Hence the Majority Judgement is not subject
to Condorcet's paradox.
if a choice is superior or egal to another one,
and a judge increases its grade for it,
it becomes strictly superior.
if a first choice is superior to a second one,
and this second one is superior to a third,
then the first is superior to the third).
it is independent of irrelevant alternatives as formulated by Nash-Chernoff:
removal or addition of choices does not change
the judges’ evaluations of the other choices.
Hence the Majority Judgement is not subject
to Arrow's paradox.
judging a choice higher or lower
than our intimate judgement has the opposite impact
on its most consensual majority grade.
increasing (resp. decreasing) the rank of a choice with respect to another choice,
can not decrease (resp. increase) the rank of this other choice.

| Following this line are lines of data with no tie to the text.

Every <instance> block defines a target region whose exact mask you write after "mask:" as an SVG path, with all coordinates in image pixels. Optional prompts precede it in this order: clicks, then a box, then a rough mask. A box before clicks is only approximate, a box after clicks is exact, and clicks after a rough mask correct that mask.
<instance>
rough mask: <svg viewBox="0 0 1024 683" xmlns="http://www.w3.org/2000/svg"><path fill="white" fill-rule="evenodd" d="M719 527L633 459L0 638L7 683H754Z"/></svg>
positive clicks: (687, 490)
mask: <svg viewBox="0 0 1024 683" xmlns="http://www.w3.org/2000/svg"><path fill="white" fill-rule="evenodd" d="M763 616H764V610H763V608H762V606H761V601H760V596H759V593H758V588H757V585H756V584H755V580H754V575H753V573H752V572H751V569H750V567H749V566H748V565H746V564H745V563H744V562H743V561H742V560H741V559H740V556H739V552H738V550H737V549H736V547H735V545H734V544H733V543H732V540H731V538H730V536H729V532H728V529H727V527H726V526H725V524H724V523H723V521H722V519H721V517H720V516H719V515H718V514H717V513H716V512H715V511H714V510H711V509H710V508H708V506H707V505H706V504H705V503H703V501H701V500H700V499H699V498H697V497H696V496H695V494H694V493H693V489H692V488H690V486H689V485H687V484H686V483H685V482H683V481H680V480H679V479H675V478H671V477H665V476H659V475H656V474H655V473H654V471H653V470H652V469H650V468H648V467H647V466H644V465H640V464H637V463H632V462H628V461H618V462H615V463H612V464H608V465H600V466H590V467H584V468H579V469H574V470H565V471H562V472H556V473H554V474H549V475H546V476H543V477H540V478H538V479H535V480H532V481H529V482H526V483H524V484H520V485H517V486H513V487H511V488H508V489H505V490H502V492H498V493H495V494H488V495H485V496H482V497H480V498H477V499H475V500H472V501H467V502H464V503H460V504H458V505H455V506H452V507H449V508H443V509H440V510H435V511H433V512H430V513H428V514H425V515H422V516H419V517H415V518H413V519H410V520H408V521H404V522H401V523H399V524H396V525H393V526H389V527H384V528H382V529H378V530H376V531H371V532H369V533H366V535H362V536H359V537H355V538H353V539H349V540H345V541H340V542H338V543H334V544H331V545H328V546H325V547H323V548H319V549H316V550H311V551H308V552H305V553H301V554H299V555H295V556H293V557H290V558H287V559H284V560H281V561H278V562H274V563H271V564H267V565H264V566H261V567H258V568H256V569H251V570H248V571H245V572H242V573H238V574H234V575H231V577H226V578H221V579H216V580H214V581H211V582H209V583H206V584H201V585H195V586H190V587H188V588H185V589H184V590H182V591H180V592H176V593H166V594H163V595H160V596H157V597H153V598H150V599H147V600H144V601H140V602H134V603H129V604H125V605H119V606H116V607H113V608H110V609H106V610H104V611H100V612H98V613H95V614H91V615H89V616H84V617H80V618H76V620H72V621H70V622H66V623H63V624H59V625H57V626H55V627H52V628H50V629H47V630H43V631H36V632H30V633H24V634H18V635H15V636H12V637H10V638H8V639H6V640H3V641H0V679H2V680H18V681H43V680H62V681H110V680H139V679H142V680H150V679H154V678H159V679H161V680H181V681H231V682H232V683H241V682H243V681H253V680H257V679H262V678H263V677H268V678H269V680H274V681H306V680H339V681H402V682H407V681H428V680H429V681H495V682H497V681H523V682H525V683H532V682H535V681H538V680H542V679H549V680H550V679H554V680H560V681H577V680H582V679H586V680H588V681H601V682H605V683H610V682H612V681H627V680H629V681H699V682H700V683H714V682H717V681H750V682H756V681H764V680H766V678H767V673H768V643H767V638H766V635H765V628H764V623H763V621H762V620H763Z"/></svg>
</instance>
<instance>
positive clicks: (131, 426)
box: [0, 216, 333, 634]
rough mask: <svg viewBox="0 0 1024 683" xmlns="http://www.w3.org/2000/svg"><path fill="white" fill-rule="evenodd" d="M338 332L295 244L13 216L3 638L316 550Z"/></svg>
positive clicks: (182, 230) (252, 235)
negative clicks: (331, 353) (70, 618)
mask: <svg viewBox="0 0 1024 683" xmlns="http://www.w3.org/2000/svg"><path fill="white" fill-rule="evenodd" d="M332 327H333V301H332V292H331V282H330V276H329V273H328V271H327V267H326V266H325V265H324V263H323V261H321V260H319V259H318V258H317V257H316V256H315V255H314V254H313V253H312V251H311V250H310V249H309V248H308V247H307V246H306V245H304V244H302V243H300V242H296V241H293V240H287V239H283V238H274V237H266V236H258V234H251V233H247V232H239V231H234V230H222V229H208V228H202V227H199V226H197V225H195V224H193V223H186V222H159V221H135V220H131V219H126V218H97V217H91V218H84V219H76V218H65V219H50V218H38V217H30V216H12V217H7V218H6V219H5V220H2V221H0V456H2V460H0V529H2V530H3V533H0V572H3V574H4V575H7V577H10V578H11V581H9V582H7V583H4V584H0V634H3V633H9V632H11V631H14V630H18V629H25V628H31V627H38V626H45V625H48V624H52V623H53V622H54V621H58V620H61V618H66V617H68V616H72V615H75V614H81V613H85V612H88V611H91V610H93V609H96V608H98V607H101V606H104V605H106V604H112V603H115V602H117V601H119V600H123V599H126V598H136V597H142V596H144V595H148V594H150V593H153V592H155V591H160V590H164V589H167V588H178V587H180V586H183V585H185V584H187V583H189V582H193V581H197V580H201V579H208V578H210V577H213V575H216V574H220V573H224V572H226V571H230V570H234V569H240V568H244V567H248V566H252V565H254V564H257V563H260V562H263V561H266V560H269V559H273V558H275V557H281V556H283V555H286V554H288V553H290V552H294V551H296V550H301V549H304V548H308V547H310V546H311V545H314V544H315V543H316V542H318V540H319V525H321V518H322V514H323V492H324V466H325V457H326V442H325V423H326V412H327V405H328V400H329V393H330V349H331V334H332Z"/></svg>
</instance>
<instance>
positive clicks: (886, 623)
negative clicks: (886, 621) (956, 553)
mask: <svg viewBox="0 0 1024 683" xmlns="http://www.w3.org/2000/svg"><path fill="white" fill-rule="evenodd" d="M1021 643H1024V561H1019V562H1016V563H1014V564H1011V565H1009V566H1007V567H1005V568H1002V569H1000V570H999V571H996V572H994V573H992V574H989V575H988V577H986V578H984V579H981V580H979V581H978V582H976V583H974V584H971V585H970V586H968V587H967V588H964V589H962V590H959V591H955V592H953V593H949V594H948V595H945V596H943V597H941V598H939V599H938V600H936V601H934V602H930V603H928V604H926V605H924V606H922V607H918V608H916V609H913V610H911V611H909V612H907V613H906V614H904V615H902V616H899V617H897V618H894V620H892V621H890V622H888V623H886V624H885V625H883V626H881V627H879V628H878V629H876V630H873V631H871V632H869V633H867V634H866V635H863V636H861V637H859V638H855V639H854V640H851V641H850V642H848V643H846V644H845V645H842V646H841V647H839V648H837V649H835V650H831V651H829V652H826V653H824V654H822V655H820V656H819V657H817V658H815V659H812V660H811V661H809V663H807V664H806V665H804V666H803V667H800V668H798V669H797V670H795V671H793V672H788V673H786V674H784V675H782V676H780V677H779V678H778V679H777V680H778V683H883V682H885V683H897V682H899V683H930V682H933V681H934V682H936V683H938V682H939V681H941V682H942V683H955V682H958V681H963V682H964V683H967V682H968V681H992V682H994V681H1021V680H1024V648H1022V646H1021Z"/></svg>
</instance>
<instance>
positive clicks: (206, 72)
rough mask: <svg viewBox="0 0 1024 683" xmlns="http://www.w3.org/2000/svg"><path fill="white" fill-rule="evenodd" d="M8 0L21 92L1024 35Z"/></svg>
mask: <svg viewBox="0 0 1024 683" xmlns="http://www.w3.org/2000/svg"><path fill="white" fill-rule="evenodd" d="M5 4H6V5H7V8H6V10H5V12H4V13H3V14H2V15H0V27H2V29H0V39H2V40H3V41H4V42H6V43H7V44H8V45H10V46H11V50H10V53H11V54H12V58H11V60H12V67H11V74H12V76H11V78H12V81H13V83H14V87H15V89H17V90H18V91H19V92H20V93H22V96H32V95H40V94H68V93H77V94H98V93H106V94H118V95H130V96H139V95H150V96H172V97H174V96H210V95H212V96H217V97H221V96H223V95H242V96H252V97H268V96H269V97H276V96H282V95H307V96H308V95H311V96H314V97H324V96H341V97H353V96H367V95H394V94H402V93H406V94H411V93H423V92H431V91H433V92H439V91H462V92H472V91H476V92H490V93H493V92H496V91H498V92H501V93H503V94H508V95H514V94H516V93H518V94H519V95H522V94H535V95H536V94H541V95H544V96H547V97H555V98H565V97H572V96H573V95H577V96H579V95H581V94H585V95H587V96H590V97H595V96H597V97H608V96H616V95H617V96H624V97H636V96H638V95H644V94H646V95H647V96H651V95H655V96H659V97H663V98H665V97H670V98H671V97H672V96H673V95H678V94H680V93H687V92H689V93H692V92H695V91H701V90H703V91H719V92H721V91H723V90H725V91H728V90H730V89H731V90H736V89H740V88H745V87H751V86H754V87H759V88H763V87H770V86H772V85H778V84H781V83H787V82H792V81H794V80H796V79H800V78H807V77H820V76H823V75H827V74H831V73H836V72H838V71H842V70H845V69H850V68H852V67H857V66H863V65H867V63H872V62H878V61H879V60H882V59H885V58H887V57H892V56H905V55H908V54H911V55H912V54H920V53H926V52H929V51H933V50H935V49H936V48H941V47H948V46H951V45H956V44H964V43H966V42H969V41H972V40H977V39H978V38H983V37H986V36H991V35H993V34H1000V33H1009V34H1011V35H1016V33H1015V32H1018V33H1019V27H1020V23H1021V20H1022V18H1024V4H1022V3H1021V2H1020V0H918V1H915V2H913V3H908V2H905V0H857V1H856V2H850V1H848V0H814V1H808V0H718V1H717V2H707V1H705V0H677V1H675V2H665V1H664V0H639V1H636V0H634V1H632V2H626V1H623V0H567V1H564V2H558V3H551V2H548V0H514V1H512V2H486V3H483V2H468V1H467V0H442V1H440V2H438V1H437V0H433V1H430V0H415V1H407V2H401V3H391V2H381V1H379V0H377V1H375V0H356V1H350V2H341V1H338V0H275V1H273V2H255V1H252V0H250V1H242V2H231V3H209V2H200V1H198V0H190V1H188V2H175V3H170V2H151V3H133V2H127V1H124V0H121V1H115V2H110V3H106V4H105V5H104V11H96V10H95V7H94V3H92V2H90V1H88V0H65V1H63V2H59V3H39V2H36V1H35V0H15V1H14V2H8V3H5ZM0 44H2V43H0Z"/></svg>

not guarantying the selection of a choice
which is preferred by a majority against every of the others separately.
Except when the electorate is “polarized”:
when the higher (resp. the lower) a judge evaluates one choice the lower (resp. the higher)
she/he evaluates the other, so there can be no consensus;
hence when judges are most tempted to manipulate.
This property is judged undesirable, by Michel Balinski and Rida Laraki,
as they prove how easily the Majority Rule can go wrong when voting
on but two candidates, let alone more.
not excluding the no-show paradox:
it may be better for a judge not to judge
than to express her/his opinion sincerely because her/his vote
can tip the scales against his favorite choice.
This property is judged insignificant, by Michel Balinski and Rida Laraki,
when compared with the serious problems of methods of election,
the Arrow and Condorcet paradoxes and strategic manipulation.
Moreover, the only methods based on measuring that exclude
the no-show paradox are point-summing methods,
which, amongst other drawbacks, are highly manipulable.